Campaigns are valuable, but a digital experience can generate 10 times the response if it flips the equation and delivers the offers and messages a customer needs, when they’re looking for them.Given that, real-time analytics becomes a must. Each time a customer interacts with your brand, you have to apply the information you’ve collected, analyze your options and shift the message/content in time to maintain their interest.

For inbound channels, this means personalizing web, mobile and agent-driven content during an interaction. For channels like email, it’s about customizing content when it’s opened by the customer, or as close to that moment as possible.

3. Context: Adapt to the customer’s situation, which often isn’t about making a purchase

Customers don’t engage because they want to be sold to, they engage because they have a problem. Sometimes we can solve that problem with a product, but often we need to pivot and focus on providing service. That’s a fundamental requirement of doing business today and a primary way great organizations differentiate — they make themselves easy to do business with.

For example, customers use digital channels first when they have questions about an invoice, have outages or are having trouble using what they’ve purchased. They may simply be coming to the end of a contract and need to understand their options.

Progressive organizations are reading this customer context in real-time, shifting to prioritize the problem, and earning long-term loyalty by providing a great experience. The selling opportunities present themselves if the customer feels heard, respected and has their problem resolved.

4. Consistency: Enable the customer to interact across channels, without losing context

This is where digital experience becomes difficult. Consistency is about building a progressive series of experiences: always building on the previous, whether the channel is inbound or outbound, owned or paid. Regardless of whether they use the app, browse the website, chat with an agent or receive an email, those messages must align and account for what that customer has “told you” in the past. Don't give them the opportunity to think, “What a mess. They’re all over the place.

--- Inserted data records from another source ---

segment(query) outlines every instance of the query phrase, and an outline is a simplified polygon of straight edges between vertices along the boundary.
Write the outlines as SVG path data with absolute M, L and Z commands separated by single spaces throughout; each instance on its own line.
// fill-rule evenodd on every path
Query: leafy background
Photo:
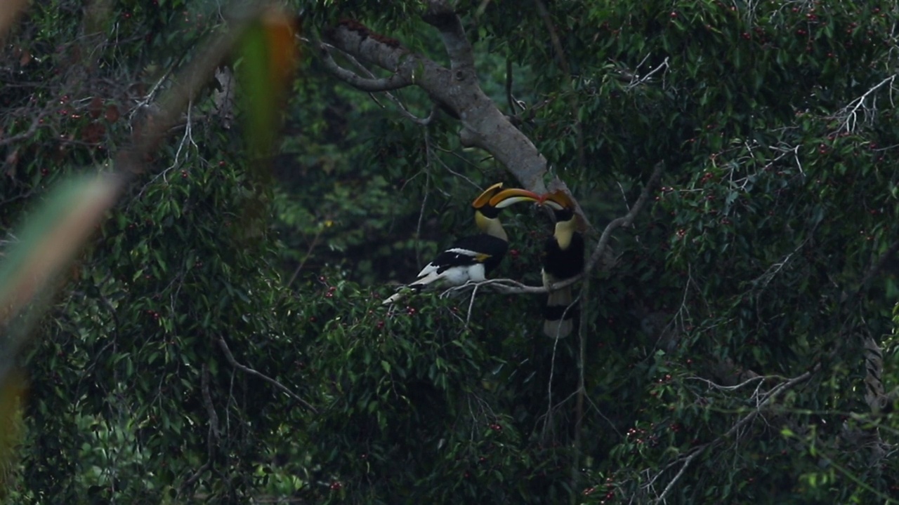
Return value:
M 304 39 L 357 19 L 442 62 L 420 7 L 288 5 Z M 600 229 L 665 163 L 578 337 L 540 335 L 534 297 L 379 306 L 468 233 L 478 188 L 512 182 L 451 118 L 416 125 L 301 44 L 281 118 L 227 110 L 210 81 L 45 316 L 4 319 L 4 350 L 31 330 L 0 391 L 7 501 L 895 501 L 896 4 L 457 10 L 485 91 Z M 4 261 L 53 188 L 115 170 L 227 22 L 208 2 L 29 6 L 0 65 Z M 263 57 L 235 58 L 257 77 L 238 93 L 277 91 Z M 518 253 L 498 275 L 538 284 L 549 223 L 504 217 Z

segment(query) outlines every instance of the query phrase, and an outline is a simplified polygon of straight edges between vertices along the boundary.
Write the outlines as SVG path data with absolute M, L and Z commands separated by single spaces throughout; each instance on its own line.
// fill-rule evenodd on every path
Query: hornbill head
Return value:
M 556 216 L 556 232 L 553 234 L 559 243 L 559 247 L 565 249 L 571 244 L 571 237 L 581 226 L 580 218 L 575 212 L 576 206 L 568 193 L 562 190 L 543 196 L 543 205 L 553 209 Z
M 475 208 L 475 224 L 485 234 L 508 240 L 499 221 L 500 210 L 522 201 L 539 203 L 540 195 L 519 188 L 503 189 L 503 182 L 490 186 L 481 193 L 471 206 Z

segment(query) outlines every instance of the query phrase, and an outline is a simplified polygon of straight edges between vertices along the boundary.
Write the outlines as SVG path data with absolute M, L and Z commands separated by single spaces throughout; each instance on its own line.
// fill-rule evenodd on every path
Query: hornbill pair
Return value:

They don’t know me.”Organizations often face constraints that make this difficult: data and channel silos, shared customers, multiple account IDs, disparate technologies, etc. But some organizations have completely rewired their experiences by centralizing their customer analytics and decision making. They’ve aligned their channels, integrated artificial intelligence and machine learning, and are personalizing every customer interaction (several billion each year), leading to huge gains in customer satisfaction, retention, conversion rates and ROI.

Overhauling a digital experience is never a simple task, but break the effort down into consumable pieces, and you can reengineer your relationship with your customers, one interaction at a time.